Brown Jasmine Rice with Peas and Fresh Asparagus


Brown Jasmine Rice with Peas and Fresh Asparagus
Serves: 2 entrées or 4 side dishes
  1. In a medium saucepan, bring water and rice to a boil.
  2. Cover pan, and immediately reduce heat to Low.
  3. Let cook for 35 minutes, or until water is absorbed.
  4. Remove from heat, stir rice to fluff, and let sit covered for three to five minutes.
  1. In a large frying pan, fill with 1 ½ inches of water. Heat water to a simmer.
  2. Place frozen peas and chopped asparagus into simmering water and cook for five minutes until asparagus are tender, yet still firm, and peas are thawed.
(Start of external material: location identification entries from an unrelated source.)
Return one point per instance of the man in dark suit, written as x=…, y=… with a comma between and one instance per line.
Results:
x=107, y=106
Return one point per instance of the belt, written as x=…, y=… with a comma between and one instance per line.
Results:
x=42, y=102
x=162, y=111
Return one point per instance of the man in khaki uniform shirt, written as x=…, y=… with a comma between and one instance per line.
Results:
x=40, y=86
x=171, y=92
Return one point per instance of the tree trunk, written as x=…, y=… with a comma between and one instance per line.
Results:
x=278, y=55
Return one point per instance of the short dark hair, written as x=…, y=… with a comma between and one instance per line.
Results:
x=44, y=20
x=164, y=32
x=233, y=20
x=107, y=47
  3. Drain water from vegetables using a strainer.
  1. Over Low heat melt butter in a large frying pan.
  2. Add cooked rice to the pan.
  3. Fold in cooked peas and asparagus.
  4. Zest one lemon over rice and vegetables.
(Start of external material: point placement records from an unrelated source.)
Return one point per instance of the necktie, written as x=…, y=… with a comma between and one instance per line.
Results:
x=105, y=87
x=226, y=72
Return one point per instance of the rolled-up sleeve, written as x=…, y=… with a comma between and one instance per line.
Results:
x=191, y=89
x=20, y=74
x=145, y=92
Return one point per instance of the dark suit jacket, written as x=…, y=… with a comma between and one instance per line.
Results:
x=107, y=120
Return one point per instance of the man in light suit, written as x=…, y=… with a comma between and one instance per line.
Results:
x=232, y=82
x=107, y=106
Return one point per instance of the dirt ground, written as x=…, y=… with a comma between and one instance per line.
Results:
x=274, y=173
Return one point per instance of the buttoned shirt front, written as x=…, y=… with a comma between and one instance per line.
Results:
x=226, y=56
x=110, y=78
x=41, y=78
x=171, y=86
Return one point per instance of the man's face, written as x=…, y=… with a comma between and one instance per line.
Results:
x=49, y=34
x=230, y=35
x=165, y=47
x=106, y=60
  5. Slice lemon in half and squeeze juice from both halves over rice and vegetables. Make sure not to get any lemon seeds into the rice mixture. Stir gently.
  6. Add freshly ground black pepper to taste, stir gently.
  7. Top entire dish with shredded parmesan if serving from pan, OR transfer to serving dish, then top with cheese.
  8. Serve immediately.
- Start simmering vegetables while rice is cooking.
- Spread rice in pan or dish so asparagus and peas are showing toward the top.
- The natural flavors of the freshly grated Parmesan cheese take the place of adding salt to this dish.